Not too very long ago, Ms Janice (whose sweet dog, Ivan, recently passed, so send your hugs her way, if you can,) linked to this Etsy shop. I saw the most beautiful hand painted merino roving in her shop and I knew it had to be mine. I'm such a sucker for those nearly solid rovings.
I decided I really wanted to put my lazy kate to work and make a 3-ply that wasn't a Navajo ply. My scale has been on the fritz lately and my backup scale is somewhere in the deepest reaches of the city of boxes, we call our garage. The only thing to do was to wing it and hope for the best.
When all three bobbins were filled, it was clear that they all had a different amount of yarn on them. I plied all three until the first bobbin was empty.
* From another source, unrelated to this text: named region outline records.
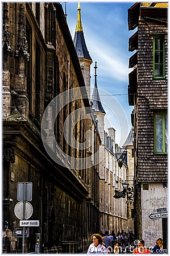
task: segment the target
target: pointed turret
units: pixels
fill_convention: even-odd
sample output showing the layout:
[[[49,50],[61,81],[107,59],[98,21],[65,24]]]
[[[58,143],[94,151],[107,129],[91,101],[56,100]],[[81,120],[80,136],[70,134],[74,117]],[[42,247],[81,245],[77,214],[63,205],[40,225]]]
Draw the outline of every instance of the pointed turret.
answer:
[[[81,20],[81,6],[80,2],[78,3],[77,11],[77,20],[74,34],[74,44],[78,58],[84,58],[92,61],[92,60],[88,51],[84,36]]]
[[[80,67],[83,74],[89,103],[90,102],[90,65],[92,60],[85,43],[81,20],[81,7],[78,2],[77,8],[77,20],[74,38],[74,44],[79,59]]]
[[[99,112],[106,114],[102,105],[101,102],[98,88],[97,85],[97,61],[95,62],[95,66],[94,67],[95,69],[95,75],[94,75],[94,86],[92,97],[92,101],[93,102],[93,108],[95,109],[95,112]]]

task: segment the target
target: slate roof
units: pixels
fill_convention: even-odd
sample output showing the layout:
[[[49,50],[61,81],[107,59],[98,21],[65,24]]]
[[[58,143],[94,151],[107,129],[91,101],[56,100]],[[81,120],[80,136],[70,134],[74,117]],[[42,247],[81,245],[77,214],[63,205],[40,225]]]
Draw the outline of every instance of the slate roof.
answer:
[[[81,7],[79,2],[77,11],[77,20],[73,40],[75,48],[78,58],[84,58],[92,61],[92,58],[90,56],[89,53],[88,51],[88,48],[84,39],[81,20]]]
[[[132,146],[134,141],[134,129],[132,127],[127,138],[122,146],[122,147],[126,147],[127,146]]]
[[[98,88],[97,88],[97,75],[96,75],[96,69],[97,68],[97,62],[95,62],[95,75],[94,75],[94,77],[95,77],[95,80],[94,80],[94,89],[93,89],[93,94],[92,94],[92,101],[93,102],[93,108],[95,109],[95,110],[101,112],[101,113],[103,113],[105,114],[106,114],[106,112],[105,112],[102,105],[101,104],[101,100],[100,100],[100,97],[99,97],[99,92],[98,90]]]

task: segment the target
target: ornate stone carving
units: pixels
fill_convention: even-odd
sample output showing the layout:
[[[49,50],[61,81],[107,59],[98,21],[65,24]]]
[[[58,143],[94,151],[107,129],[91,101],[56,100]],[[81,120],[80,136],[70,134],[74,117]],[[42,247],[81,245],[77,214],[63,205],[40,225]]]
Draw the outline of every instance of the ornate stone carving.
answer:
[[[25,19],[23,7],[22,5],[20,5],[19,23],[19,36],[18,48],[16,50],[15,57],[18,57],[19,55],[23,56],[27,60],[29,60],[30,54],[27,52],[27,41],[26,38],[25,31]]]
[[[15,150],[11,148],[5,148],[3,150],[3,161],[10,162],[14,163],[15,162]]]
[[[4,51],[11,52],[12,49],[10,47],[10,33],[9,32],[7,3],[3,3],[3,22],[2,32],[2,48]]]

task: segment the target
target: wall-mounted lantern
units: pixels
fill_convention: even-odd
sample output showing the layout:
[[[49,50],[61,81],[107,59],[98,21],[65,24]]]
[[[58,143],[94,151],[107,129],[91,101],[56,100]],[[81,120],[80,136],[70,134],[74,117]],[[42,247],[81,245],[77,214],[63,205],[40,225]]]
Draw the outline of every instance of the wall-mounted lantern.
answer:
[[[127,150],[123,149],[122,151],[115,152],[115,154],[118,163],[118,166],[120,168],[121,168],[122,167],[124,160],[127,155]]]

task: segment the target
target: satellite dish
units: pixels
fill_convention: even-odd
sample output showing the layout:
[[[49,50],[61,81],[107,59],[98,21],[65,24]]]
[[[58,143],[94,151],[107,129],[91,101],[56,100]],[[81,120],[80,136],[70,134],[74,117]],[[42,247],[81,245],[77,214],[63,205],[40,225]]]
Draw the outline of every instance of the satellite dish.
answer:
[[[24,202],[20,201],[18,202],[14,208],[14,213],[19,220],[27,220],[30,218],[33,213],[33,207],[30,203],[26,202],[25,207],[25,214],[23,216],[23,206]]]

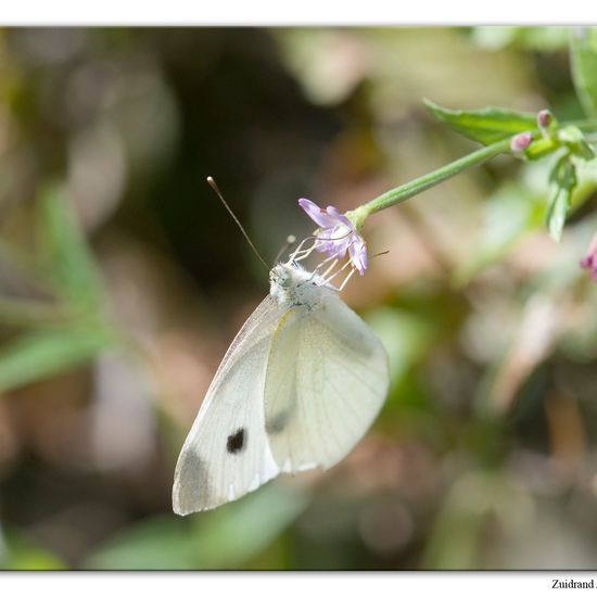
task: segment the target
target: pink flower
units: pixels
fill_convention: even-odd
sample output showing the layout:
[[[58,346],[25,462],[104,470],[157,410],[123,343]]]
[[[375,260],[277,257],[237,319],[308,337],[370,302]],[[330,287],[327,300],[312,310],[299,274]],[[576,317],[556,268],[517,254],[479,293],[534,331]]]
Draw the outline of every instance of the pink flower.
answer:
[[[357,232],[354,224],[332,205],[322,209],[308,199],[300,199],[298,205],[320,228],[317,232],[315,249],[338,259],[348,252],[351,263],[363,276],[369,265],[367,243]]]
[[[590,269],[590,275],[593,279],[597,282],[597,234],[593,237],[590,244],[588,245],[588,251],[581,261],[581,267],[585,269]]]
I'm sure this is pretty common practice among other folks, but in case someone hasn't thought to do this, here's a technique I like that works as well for 2-plies as it does for 3. I decided to take the fuller bobbin and wind it into a bracelet for the Andean plying method. If I were working a 2-ply, I'd just take the only bobbin that had yarn left on it and wind it into a bracelet.
Once the bracelet was complete (note that I didn't cut any of the singles) I overlapped the the end tail of the bracelet, with the end of the tail from the first empty bobbin. I can now make my three ply from the one full bobbin and the two ends of the bracelet.
It's a bit fiddly, but it gets the job done.
I was either going to end up with a little extra bracelet or a little extra bobbin. I had hopped for the latter. It would have meant I could have finished the batch with a Navajo ply, maintaining a three ply through the entire skein (albeit with three different methods).
However, I had just a very small amount of bracelet left and it hardly seemed worth the effort to get it to a place where I'd only be feeding off the singles again, so I proceeded with a 2-ply to the end.
I ended up with about 3 yards of 2-ply, and almost 350 yards of 3-ply. Arguably, no waste, though the three yards of 2-ply are darn near useless.
The end product is about a worsted weight, with tons of sproing and softness. I'm toying with the idea of making some sort of felted bag, but maybe a scarf would get more use. Only time will tell.